A moth ate words. That seemed to me a curious happening, when I heard about that wonder, that the worm, a thief in the darkness, swallowed a certain man’s song, a glory-fast speech and its strong foundation. The stealing guest was not at all the wiser for that, for those words which he swallowed.
Here’s a hint: this little thief lives in a place full of knowledge, feasts on it every night, and learns absolutely nothing.
Click to Reveal the Answer
A Bookworm 🐛
A moth larva chewing through the pages of a handwritten manuscript. It eats the words, the parchment, the binding, everything. But it understands none of it. The greatest feast of knowledge in the world, completely wasted on the guest.
The Thief Who Ate a Library
This is Riddle 47 from the Exeter Book, the great 10th-century manuscript of Old English poetry. In just seven lines of alliterative verse, the poet describes a moth larva tunneling through a handwritten manuscript in the dark, devouring the ink, the parchment, and the leather binding of what was once someone’s life’s work. The Old English opening line is wonderfully blunt: Moððe word fræt (“A moth ate words”). But then the poet slows down to marvel at what just happened. A “thief in the darkness” has swallowed a man’s gied (song), his þrymfæstne cwide (glory-fast speech), and its strangan staþol (strong foundation). And after all that, the thief is “not one whit the wiser.” It ate a masterpiece and gained nothing.
The riddle didn’t come from nowhere. It’s an Old English reworking of Enigma 16 by Symphosius, the Roman poet whose party riddles we’ve seen before in this series. Symphosius’s Latin version is just as sharp: “Letters fed me, but I do not know what letters are. I lived in books, but am no more studious for that. I devoured the Muses, but still have not myself progressed.” The Anglo-Saxon poet took those three neat lines and transformed them into something darker and more emotional, adding the image of a thief working in the dark, the sense of a specific person’s words being lost, and that devastating final judgment: not one whit the wiser.

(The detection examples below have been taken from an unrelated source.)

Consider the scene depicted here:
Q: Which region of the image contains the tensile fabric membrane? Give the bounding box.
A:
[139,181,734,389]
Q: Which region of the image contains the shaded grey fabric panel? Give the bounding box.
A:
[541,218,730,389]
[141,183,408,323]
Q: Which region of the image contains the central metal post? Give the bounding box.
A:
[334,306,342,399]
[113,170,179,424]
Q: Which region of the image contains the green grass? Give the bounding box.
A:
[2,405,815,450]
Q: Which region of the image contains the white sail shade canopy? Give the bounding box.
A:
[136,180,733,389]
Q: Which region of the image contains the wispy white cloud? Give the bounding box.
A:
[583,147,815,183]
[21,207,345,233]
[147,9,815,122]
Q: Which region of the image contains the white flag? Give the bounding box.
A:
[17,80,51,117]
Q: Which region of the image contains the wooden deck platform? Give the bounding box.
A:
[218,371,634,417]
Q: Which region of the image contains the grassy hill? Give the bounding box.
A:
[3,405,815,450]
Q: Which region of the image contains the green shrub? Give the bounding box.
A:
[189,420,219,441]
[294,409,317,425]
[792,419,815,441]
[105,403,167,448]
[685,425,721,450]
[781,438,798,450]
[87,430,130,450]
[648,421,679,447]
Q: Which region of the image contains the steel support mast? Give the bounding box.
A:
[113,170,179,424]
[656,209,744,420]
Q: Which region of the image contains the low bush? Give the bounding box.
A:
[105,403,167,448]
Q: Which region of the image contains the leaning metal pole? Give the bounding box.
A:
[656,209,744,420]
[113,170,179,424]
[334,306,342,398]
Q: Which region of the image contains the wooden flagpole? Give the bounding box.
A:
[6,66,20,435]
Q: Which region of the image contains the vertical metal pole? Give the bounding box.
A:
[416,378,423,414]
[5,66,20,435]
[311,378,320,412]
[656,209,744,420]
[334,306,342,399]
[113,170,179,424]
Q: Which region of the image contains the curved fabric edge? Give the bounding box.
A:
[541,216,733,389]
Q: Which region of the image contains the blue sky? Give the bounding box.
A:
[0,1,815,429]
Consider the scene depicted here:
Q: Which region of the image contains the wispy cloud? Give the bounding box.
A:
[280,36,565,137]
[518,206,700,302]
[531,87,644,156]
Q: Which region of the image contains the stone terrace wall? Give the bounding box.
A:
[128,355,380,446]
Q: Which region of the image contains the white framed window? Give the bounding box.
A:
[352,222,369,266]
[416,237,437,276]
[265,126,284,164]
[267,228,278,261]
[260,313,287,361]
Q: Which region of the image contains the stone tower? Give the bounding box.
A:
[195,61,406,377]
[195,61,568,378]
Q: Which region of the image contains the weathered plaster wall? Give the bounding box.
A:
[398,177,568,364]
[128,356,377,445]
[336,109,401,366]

What makes this riddle quietly brilliant is that it works on more than one level. On the surface, it’s about an insect eating a book. But medieval monks would have recognized a deeper joke. The Latin word ruminatio meant both “chewing” and “meditating deeply on a text,” and a good monk was supposed to ruminate on scripture the way a cow chews its food: slowly, thoroughly, drawing out every last bit of nourishment. The bookworm is the perfect anti-reader. It chews every page but digests nothing. It’s a gentle warning dressed up as a riddle: don’t be the worm. Don’t consume words without understanding them.